10 noviembre 2021

La regeneración moral de la sociedad

Santiago Jáuregui
Doctor en Derecho y en Ciencias Políticas


«Sin una conciencia y sin una voluntad éticas, la actividad política degenera, tarde o temprano, en un poder destructor. Las exigencias éticas se extienden tanto a la gestión pública en sí misma como a las personas que la dirigen o ejercen. El espíritu de auténtico servicio y la prosecución decidida del bien común, como bien de todos y de todo el hombre, es lo único capaz de hacer ‘limpia’ la actividad de los hombres políticos, como justamente, además, el pueblo exige»

En las últimas décadas se viene produciendo una profunda crisis de la conciencia y vida moral de la sociedad española que se refleja también en la comunidad católica y que afecta no sólo a las costumbres, sino también a los criterios y principios inspiradores de la conducta moral y, así, ha hecho vacilar la vigencia de los valores fundamentales éticos. 

En particular, los padres de familia percibimos con preocupación la ausencia de criterios morales válidos en sí y por sí mismos a causa de su racionalidad y fuerza humanizadora.
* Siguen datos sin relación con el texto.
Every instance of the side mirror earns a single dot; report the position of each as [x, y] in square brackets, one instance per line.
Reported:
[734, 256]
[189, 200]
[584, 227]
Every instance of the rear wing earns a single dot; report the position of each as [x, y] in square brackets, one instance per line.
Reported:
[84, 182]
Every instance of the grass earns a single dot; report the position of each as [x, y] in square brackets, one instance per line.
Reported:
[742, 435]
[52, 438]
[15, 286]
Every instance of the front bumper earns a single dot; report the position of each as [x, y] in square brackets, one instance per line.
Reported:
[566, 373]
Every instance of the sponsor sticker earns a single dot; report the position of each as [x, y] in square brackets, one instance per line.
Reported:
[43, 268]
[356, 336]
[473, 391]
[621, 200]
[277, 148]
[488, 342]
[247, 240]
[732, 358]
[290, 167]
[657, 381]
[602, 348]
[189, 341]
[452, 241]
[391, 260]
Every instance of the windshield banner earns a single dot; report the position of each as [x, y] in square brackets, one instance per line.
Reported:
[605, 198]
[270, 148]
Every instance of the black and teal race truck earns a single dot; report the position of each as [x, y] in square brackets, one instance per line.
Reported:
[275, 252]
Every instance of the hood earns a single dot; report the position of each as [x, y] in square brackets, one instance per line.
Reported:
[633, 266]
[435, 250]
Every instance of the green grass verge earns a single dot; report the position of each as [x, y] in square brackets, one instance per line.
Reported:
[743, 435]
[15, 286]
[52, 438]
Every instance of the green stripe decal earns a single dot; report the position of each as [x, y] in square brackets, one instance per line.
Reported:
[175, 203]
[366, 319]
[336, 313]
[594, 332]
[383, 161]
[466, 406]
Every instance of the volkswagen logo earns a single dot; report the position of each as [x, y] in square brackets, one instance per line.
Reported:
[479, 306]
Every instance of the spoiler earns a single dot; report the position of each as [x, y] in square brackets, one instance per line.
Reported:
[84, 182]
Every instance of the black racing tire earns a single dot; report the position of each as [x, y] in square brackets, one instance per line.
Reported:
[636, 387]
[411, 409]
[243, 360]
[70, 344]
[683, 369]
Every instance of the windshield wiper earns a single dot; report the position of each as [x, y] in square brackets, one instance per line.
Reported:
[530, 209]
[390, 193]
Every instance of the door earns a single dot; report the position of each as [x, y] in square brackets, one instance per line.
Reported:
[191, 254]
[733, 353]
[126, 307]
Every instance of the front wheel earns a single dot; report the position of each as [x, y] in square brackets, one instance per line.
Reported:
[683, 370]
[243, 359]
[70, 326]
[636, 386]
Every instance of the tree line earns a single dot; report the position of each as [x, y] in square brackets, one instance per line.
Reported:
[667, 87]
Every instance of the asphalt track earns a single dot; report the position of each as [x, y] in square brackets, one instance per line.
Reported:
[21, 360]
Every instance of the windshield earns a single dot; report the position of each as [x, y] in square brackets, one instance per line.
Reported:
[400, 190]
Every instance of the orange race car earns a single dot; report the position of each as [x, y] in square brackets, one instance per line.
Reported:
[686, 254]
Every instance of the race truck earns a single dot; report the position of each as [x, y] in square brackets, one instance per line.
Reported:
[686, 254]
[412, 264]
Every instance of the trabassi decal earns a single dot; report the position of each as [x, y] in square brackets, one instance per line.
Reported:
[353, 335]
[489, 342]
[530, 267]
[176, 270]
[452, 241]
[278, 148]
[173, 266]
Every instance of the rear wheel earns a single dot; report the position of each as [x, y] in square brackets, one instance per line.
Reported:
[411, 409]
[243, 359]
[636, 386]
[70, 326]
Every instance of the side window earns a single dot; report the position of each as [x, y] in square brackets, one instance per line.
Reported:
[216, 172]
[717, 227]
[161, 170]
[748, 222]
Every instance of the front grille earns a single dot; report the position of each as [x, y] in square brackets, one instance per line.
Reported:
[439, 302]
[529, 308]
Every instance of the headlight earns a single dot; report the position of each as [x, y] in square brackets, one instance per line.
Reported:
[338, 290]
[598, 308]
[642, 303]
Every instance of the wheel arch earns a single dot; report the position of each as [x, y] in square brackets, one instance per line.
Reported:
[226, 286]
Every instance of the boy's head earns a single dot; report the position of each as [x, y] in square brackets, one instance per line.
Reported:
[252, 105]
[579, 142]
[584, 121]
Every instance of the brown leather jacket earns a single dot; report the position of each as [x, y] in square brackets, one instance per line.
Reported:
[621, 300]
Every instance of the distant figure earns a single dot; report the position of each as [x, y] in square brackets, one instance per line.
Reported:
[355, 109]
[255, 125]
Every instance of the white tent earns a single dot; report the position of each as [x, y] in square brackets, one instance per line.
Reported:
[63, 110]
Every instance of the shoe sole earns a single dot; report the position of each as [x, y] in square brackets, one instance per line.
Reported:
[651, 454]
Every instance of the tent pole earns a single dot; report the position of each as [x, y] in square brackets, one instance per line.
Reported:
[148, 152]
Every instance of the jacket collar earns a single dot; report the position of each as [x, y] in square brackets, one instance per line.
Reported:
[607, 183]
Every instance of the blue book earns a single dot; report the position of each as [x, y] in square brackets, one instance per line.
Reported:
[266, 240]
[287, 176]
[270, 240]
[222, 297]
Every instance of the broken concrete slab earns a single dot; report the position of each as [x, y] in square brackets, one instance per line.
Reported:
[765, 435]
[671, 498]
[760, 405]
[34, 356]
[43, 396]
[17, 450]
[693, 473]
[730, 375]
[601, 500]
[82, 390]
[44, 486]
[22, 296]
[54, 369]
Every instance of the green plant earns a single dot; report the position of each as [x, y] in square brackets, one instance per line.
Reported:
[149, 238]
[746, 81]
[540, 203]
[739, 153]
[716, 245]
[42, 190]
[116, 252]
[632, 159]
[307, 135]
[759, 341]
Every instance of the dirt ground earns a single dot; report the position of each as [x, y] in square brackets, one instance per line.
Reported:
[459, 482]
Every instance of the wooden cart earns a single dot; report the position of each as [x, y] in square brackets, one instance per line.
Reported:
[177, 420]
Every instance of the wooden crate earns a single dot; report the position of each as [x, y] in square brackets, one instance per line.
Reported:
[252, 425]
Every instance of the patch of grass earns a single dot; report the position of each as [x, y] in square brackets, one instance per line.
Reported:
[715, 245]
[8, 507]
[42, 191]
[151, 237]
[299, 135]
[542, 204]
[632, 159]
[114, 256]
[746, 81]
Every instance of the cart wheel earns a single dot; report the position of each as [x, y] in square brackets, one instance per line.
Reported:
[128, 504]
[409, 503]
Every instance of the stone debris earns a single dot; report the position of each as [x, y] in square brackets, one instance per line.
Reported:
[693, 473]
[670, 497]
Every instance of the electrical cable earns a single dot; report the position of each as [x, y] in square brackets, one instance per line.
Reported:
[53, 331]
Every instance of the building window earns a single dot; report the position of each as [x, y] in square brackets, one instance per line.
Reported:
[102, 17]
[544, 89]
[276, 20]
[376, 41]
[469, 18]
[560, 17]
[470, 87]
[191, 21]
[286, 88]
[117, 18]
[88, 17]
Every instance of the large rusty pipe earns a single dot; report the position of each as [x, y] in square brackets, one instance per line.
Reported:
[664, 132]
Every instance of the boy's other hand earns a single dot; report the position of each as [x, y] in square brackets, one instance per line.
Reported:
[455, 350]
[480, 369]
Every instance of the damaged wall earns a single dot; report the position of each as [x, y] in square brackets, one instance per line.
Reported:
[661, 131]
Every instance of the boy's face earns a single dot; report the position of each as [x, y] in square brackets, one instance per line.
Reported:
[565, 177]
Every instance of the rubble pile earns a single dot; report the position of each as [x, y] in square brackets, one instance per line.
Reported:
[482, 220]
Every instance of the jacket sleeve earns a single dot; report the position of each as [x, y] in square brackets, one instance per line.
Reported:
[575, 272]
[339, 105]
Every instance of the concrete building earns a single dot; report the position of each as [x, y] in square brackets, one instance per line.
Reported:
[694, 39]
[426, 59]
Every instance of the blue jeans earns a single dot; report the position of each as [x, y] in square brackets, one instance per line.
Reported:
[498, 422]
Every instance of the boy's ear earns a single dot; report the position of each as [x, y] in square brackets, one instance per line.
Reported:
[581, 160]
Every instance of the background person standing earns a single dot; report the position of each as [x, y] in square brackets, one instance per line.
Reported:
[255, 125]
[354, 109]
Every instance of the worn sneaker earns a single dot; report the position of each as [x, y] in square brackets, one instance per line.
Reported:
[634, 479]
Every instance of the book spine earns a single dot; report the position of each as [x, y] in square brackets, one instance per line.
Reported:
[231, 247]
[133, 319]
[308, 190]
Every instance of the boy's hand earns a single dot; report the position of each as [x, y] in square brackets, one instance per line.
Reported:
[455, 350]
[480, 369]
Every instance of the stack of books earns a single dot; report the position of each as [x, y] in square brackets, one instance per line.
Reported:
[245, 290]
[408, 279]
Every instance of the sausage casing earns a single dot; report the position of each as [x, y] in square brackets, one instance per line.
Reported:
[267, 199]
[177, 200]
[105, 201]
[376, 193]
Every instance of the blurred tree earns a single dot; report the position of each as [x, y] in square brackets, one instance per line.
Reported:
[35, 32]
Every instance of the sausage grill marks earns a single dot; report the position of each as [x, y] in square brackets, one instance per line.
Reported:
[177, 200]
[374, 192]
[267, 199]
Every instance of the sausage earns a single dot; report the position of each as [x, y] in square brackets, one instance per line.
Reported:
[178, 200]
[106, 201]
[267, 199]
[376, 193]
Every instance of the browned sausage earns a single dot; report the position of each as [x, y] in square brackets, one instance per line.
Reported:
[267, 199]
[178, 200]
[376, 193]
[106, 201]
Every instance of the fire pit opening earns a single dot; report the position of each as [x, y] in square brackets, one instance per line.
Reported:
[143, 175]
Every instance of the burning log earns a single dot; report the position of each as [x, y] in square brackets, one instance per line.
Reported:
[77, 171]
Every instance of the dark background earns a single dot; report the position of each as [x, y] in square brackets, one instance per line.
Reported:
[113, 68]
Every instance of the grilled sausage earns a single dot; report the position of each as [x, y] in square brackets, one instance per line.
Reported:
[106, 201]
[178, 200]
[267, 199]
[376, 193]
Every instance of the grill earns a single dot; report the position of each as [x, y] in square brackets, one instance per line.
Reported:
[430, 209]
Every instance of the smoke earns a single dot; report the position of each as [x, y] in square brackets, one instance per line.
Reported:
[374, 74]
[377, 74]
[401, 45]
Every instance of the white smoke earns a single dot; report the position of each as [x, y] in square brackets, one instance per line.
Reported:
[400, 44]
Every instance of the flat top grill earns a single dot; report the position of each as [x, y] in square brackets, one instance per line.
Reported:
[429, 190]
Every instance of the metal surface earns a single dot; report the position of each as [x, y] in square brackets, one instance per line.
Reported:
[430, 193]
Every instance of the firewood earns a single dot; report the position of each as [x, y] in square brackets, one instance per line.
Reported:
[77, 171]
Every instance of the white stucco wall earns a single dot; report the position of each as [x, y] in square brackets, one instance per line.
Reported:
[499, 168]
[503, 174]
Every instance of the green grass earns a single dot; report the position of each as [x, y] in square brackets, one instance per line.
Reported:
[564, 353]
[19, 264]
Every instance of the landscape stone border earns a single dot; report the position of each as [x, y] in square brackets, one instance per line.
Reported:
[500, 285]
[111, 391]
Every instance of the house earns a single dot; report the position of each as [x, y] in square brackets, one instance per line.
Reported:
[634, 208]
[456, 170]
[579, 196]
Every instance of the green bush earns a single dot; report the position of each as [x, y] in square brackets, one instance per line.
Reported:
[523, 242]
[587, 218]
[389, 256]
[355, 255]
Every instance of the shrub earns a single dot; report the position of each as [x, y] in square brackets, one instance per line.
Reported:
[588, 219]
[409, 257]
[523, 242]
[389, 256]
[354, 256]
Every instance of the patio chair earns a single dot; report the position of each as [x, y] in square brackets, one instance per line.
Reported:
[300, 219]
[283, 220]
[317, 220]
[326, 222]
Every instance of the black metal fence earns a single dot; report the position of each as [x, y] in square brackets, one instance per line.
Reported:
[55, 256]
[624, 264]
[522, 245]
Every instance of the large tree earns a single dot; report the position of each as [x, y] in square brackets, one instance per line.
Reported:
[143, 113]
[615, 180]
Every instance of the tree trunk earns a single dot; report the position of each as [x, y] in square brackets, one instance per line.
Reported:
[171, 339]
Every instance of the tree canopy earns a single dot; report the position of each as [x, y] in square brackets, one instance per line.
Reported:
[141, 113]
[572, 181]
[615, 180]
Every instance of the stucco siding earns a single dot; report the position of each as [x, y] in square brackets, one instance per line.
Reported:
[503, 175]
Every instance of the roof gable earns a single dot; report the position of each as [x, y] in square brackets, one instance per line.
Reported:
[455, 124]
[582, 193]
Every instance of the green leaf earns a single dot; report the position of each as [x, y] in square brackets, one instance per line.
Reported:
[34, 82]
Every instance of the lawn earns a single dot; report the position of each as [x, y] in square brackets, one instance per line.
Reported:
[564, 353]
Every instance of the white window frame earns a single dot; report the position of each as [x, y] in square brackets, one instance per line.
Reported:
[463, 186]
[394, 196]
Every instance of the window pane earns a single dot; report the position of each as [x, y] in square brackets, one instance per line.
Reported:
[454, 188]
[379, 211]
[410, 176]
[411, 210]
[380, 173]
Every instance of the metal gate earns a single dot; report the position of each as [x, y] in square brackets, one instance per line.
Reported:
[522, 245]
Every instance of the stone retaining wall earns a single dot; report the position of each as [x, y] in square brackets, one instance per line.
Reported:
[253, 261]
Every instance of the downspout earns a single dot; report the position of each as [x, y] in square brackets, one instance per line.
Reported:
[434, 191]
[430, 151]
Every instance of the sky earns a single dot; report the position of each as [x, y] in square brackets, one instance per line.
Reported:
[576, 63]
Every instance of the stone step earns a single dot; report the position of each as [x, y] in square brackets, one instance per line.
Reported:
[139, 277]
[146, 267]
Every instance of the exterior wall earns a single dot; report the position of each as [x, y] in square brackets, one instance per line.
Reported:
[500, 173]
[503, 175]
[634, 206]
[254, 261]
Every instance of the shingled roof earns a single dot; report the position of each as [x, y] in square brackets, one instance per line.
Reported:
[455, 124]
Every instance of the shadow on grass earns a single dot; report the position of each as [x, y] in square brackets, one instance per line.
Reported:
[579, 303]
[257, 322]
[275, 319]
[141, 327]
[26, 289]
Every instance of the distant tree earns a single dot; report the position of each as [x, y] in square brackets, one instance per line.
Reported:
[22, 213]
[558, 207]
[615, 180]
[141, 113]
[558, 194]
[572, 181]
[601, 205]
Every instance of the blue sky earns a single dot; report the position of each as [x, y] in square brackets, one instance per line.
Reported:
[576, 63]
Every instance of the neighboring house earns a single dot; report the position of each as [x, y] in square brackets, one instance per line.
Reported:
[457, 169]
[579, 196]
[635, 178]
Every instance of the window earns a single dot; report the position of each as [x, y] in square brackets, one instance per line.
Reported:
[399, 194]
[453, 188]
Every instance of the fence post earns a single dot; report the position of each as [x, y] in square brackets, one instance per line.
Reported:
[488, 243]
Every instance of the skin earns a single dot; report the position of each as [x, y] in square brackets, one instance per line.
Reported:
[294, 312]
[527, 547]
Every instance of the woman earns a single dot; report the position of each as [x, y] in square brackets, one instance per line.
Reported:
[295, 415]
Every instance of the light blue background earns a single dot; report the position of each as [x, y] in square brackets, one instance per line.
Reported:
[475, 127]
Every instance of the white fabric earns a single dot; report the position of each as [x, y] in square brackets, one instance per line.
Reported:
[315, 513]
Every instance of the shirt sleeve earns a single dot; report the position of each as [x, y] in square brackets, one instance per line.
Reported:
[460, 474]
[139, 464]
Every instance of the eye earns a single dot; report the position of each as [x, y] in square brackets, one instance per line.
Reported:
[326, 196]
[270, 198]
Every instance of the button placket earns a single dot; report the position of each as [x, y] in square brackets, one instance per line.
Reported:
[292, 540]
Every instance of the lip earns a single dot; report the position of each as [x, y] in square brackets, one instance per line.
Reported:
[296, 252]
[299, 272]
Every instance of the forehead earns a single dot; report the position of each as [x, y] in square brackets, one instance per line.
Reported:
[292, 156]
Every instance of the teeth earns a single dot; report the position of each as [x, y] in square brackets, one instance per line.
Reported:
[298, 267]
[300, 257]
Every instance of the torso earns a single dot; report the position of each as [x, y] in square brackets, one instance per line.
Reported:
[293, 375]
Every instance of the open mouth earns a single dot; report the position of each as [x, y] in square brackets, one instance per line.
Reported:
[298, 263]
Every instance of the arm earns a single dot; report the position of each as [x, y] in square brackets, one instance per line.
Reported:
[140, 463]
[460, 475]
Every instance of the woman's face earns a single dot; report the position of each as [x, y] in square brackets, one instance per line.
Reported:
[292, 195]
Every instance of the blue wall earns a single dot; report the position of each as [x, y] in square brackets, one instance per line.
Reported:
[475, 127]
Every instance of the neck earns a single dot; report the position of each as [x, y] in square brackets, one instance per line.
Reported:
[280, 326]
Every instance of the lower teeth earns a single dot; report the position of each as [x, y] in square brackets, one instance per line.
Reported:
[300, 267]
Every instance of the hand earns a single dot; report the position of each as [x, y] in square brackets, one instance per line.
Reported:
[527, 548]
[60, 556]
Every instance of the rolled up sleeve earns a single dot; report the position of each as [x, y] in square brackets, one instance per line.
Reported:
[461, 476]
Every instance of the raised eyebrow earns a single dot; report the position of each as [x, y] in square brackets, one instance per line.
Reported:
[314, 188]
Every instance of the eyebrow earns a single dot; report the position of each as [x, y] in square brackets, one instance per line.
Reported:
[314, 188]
Tales criterios, por el contrario, son sustituidos de ordinario por otros con los que se busca sólo la eficacia para obtener los objetivos perseguidos en cada caso, siendo desplazados en la conciencia pública desde el poder político, por la dialéctica de las mayorías y la fuerza de los votos, por el «consenso social, por un positivismo jurídico que va cambiando la mentalidad de las personas a fuerza de disposiciones legales, o por el cientifismo al uso.

La falta de respeto al bien básico e inestimable de la vida ya en su mismo origen, ya en el decurso de su existencia o en su etapa final, es igualmente un lastre que arrastra nuestra sociedad actual. Quizá como ningún otro aspecto, esta violación refleja la crisis moral actual, caracterizada, ante todo, por la pérdida del sentido del valor básico de la persona que está en la base de todo comportamiento ético. 

De esta manera se justifica, legaliza y practica el abominable crimen del aborto, con las inevitables repercusiones psíquicas para numerosas madres que se ven sumidas en el abandono y la desesperación sin otro aliciente que desprenderse de una vida ya concebida para beneficio de potentes grupos económicos que acrecientan sus beneficios obtenidos inmoralmente a costa del sufrimiento de tantas personas y del deterioro moral de la sociedad.

 En la misma línea, se ha aprobado recientemente la legalización de la práctica de la eutanasia activa y directa, sin garantizar la necesaria libertad por parte de numerosos enfermos de edad avanzada a los que se niega la posibilidad de acudir a tratamientos no invasivos, alejados de todo ensañamiento terapéutico, y a los requeridos cuidados paliativos que con frecuencia pasan a ser dispensados a los estratos más pudientes de la sociedad.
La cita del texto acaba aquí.